Pioglitazone Reduces Hepatocellular Carcinoma Development in Two Rodent Models of Cirrhosis

Shen Li, Sarani Ghoshal, Mozhdeh Sojoodi, Gunisha Arora, Ricard Masia, Derek J. Erstad, Michael Lanuti, Yujin Hoshida, Thomas F. Baumert, Kenneth K. Tanabe, Bryan C. Fuchs

Research output: Contribution to journalArticlepeer-review

27 Scopus citations


Background: Hepatocellular carcinoma (HCC) is one of the deadliest malignancies worldwide due to the lack of effective treatments. Chemoprevention in high-risk patients is a promising, alternative strategy. In this study, pioglitazone was investigated for its ability to prevent hepatocarcinogenesis in two rodent models of cirrhosis. Methods: In the first model, male Wistar rats were given repeated, low-dose injections of diethylnitrosamine (DEN) to accurately recapitulate the progression of fibrosis to cirrhosis and HCC. In the second model, a single dose of DEN was administered to male C57Bl/6 pups at day fifteen followed by administration of a choline-deficient, L-amino acid defined, high-fat diet (CDAHFD) at week six for 24 weeks.

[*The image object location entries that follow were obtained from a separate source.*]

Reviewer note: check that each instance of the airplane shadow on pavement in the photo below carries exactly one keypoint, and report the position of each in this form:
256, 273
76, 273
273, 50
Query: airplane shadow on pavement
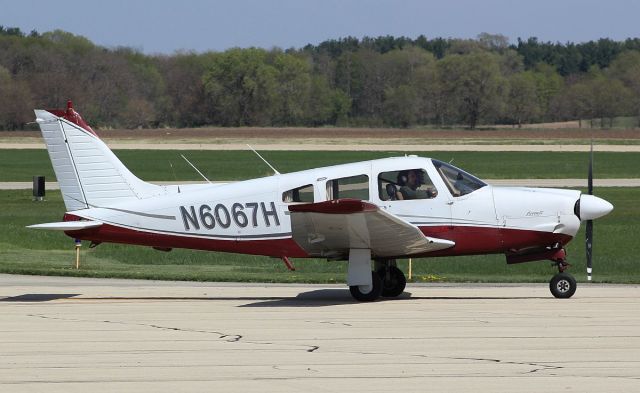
315, 298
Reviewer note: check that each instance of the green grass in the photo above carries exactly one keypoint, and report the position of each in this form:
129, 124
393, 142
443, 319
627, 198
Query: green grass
25, 251
21, 165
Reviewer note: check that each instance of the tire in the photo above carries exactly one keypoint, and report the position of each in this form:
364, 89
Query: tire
395, 284
563, 285
373, 293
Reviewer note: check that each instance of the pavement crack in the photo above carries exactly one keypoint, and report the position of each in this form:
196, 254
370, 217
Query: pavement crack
232, 338
333, 323
227, 337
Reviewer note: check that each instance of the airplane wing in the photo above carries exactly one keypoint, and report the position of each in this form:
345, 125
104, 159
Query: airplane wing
66, 225
331, 228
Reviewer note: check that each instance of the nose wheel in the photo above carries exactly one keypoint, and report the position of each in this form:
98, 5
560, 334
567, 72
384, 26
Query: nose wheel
563, 285
393, 280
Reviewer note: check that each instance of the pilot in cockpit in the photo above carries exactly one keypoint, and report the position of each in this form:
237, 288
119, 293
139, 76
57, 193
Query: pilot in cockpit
410, 182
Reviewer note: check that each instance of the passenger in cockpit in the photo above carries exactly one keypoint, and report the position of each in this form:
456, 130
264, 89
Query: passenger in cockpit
410, 182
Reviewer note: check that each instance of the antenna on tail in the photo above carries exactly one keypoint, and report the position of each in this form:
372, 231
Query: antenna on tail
262, 158
194, 167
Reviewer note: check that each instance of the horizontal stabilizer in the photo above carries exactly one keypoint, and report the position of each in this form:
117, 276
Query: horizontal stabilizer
66, 225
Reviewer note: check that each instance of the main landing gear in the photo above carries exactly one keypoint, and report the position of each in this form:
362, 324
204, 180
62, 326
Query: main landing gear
562, 285
386, 281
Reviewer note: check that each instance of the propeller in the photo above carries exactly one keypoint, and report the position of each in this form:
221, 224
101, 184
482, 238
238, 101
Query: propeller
589, 227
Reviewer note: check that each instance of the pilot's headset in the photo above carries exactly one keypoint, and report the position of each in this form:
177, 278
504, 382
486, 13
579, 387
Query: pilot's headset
419, 177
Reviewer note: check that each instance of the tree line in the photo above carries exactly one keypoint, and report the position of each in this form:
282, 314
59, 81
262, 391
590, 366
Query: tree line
382, 81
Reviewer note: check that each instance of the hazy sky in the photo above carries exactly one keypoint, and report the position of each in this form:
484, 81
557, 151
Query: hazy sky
169, 25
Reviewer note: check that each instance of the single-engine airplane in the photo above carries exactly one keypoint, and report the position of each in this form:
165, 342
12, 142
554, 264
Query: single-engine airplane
366, 213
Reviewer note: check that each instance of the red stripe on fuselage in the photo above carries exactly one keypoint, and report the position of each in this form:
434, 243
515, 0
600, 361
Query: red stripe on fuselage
473, 240
469, 240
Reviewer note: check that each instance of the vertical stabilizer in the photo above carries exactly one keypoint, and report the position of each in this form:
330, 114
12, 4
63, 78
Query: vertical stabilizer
88, 173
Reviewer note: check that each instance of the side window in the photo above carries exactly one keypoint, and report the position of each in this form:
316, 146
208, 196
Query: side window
300, 194
458, 181
405, 185
356, 187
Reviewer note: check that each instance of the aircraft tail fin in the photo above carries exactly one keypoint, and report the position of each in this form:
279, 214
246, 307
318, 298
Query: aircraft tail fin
88, 172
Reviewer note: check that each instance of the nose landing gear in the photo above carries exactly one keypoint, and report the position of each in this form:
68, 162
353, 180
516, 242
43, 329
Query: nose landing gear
563, 285
393, 280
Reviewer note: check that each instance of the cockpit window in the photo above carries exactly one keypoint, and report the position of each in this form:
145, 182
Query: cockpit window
356, 187
300, 194
458, 181
405, 185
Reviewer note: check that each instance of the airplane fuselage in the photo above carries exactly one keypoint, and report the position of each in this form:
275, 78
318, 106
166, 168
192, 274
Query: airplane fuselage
253, 216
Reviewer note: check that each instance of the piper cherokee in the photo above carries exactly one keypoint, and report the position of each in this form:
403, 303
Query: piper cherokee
368, 213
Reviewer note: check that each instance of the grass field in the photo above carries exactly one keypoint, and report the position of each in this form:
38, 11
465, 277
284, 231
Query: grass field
616, 253
21, 165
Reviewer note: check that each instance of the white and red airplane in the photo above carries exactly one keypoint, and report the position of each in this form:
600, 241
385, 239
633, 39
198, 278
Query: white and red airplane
378, 210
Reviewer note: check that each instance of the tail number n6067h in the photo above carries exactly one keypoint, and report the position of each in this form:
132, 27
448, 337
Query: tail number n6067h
241, 215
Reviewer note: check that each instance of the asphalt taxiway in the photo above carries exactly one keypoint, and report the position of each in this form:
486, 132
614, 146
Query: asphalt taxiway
99, 335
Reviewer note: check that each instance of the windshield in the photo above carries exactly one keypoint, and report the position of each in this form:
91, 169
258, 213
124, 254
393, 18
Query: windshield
458, 181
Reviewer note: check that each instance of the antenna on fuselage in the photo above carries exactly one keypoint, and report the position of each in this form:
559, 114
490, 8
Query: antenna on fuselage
262, 158
194, 167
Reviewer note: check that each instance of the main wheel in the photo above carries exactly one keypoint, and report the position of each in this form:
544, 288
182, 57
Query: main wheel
394, 283
563, 285
367, 293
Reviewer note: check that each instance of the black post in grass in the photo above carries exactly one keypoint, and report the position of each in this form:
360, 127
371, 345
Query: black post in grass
38, 188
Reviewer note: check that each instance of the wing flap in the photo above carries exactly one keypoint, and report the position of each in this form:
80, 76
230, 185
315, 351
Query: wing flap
331, 228
66, 225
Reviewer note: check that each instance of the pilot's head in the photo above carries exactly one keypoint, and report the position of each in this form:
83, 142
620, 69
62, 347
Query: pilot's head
414, 178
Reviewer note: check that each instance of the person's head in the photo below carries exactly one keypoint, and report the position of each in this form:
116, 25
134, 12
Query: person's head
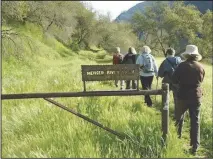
170, 52
117, 50
132, 50
145, 49
191, 53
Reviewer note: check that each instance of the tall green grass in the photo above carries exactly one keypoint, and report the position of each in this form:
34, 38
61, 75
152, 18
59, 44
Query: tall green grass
34, 128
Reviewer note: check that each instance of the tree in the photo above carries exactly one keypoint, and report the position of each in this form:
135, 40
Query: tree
167, 26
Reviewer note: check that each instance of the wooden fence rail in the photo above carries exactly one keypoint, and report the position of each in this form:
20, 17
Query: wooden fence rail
101, 73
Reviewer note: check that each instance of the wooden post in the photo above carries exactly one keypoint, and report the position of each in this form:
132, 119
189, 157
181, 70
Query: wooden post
138, 84
165, 110
84, 86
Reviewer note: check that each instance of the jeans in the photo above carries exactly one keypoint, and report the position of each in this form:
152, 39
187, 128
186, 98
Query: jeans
193, 105
146, 83
134, 84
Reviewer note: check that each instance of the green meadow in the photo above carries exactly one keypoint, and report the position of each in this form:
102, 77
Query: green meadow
34, 128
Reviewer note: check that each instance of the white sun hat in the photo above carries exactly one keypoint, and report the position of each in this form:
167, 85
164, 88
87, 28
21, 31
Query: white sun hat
191, 51
146, 49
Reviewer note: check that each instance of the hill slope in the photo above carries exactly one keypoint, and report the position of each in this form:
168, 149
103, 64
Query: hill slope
126, 16
33, 128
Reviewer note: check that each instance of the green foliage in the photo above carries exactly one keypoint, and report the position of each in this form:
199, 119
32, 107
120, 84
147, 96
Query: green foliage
172, 26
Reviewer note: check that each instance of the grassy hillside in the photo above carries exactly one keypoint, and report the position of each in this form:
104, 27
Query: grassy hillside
33, 128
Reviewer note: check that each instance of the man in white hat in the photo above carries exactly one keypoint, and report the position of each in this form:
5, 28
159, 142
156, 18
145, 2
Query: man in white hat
189, 75
148, 68
166, 70
117, 59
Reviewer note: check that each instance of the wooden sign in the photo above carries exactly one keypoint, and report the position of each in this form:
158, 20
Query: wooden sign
110, 72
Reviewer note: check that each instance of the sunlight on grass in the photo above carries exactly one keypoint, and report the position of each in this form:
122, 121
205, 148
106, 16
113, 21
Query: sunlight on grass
34, 128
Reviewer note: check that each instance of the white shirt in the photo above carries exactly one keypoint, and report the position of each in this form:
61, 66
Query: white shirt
140, 62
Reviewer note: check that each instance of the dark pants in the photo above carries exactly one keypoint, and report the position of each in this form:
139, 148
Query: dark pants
174, 89
193, 106
146, 83
134, 84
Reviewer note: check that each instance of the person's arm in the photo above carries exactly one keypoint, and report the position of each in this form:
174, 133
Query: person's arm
155, 67
175, 76
140, 61
161, 70
113, 60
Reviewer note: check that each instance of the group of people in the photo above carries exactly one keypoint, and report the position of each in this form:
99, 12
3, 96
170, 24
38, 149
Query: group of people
183, 76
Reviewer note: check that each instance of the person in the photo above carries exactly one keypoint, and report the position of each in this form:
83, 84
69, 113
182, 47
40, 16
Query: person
130, 58
117, 59
148, 68
189, 75
166, 70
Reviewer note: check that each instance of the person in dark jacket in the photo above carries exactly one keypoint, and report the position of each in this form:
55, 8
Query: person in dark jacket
166, 70
130, 58
117, 59
146, 76
189, 75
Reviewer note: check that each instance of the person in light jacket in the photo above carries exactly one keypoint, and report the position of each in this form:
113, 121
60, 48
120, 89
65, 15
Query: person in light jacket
166, 70
148, 68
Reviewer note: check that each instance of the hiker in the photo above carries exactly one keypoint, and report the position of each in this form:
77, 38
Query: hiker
189, 75
130, 58
117, 59
166, 70
148, 68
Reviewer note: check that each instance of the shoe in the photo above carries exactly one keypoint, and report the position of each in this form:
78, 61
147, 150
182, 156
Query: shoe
149, 105
194, 151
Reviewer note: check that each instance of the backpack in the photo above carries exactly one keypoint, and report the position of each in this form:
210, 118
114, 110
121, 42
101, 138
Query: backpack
117, 59
120, 59
171, 71
129, 59
148, 63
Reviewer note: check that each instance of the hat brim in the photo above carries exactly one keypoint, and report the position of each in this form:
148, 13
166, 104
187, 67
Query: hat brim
186, 55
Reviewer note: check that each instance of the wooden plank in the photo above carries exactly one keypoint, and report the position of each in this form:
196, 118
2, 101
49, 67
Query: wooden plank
110, 72
81, 94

Pioglitazone treatment started at the first signs of fibrosis in both models. Results: Pioglitazone effectively reduced fibrosis progression and HCC development in both models. Gross tumor nodules were significantly reduced after pioglitazone treatment (7.4 ± 1.6 vs. 16.6 ± 2.6 in the rat DEN model and 5.86 ± 1.82 vs. 13.2 ± 1.25 in the mouse DEN+CDAHFD model). In both models, pioglitazone reduced the activation of mitogen-activated protein kinase (MAPK) and upregulated the hepato-protective AMP-activated protein kinase (AMPK) pathway via increasing circulating adiponectin production. Conclusion: Pioglitazone is an effective agent for chemoprevention in rodents and could be repurposed as a multi-targeted drug for delaying liver fibrosis and hepatocarcinogenesis.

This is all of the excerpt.